Recent advances in real-time analysis systems of electromyography (EMG), an electrical signal produced during muscle activity, and in conjunction with advancements in machine learning (ML) may enhance the usability of AR. Since EMG contains insights into muscle activation and human muscle intention [4], wearable biosensors introduce a precise control system ensuring the precise classification of hand gestures. The forearm, an area with muscles involved in hand movements, has been found advantageous for signal acquisition, improving classification accuracy. Different gestures involve the activation of different muscles in the forearm. For example, flexing the wrist involves primarily the flexor muscles, while extending the wrist involves the extensor muscle. In addition, making a first involves activating various forearm muscles working in harmony to flex the fingers and wrist. The activation and harmony of specific muscles will vary depending on the gesture, leading to distinct EMG signal patterns. Even in cases of amputees, EMG can be recorded from the remaining muscles in the forearm [5]. To effectively classify hand gestures, measuring EMG from distinct specific muscles is necessary for the classification process. Soft and skin-like conformal sensors that can measure these muscle signals provide an accurate system for classifying hand gestures [6], enabling a more sophisticated interaction with the AR environment.

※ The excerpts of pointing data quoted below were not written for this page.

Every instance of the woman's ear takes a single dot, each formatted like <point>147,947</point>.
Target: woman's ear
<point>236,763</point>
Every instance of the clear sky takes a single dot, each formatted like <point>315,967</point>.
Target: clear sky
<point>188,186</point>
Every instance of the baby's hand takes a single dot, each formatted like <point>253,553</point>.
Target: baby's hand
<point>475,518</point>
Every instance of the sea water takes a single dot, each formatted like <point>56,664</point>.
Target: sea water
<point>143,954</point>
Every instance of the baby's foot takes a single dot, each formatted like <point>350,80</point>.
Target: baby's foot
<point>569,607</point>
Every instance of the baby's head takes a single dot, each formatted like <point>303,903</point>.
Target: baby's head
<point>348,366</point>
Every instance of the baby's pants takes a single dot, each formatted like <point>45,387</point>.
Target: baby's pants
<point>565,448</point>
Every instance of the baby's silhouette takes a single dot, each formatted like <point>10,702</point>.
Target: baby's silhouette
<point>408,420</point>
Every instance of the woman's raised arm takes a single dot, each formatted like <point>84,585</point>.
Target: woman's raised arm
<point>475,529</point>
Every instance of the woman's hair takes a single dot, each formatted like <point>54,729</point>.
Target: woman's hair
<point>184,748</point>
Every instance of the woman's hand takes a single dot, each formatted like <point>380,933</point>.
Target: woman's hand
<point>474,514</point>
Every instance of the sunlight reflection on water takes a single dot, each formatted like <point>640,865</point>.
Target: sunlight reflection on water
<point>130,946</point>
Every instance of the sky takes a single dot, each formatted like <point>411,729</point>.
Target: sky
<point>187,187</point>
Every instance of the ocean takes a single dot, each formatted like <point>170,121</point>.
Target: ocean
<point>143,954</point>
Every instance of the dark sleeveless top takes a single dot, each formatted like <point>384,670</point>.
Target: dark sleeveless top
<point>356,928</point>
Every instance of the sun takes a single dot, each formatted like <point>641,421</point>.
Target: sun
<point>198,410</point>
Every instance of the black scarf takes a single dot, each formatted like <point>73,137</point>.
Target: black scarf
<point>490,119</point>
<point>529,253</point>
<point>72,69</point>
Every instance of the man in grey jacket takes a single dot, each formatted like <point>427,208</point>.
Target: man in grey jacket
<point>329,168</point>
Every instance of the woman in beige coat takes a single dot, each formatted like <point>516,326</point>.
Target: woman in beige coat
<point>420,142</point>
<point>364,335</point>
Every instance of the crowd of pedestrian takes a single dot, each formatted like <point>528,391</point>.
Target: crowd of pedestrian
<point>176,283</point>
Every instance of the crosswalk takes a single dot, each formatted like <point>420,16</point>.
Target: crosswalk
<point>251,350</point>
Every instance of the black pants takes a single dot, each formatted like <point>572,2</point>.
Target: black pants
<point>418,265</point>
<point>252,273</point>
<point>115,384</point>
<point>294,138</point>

In contrast to computer vision-based systems, decoding human intention with EMG overcomes visual limitations. It allows for a more accurate interpretation of gestures, even in environments with varying light conditions. Unlike the light-dependent nature of computer vision systems, EMG is immune to light fluctuations, making it a robust tool that stands unrivaled in its ability to detect and classify hand movements, reinforcing its advantage in gesture detection systems. Conversely, EMG signals have high individual variability caused by differences in physiological factors such as skin condition, muscle/fat mass, and structure of the neuromuscular system. Therefore, in terms of identifying hand/finger gestures, it is difficult to generalize the EMG signal pattern according to gesture and to apply the latest and state-of-the-art technologies that require a lot of data for training, such as deep learning methods.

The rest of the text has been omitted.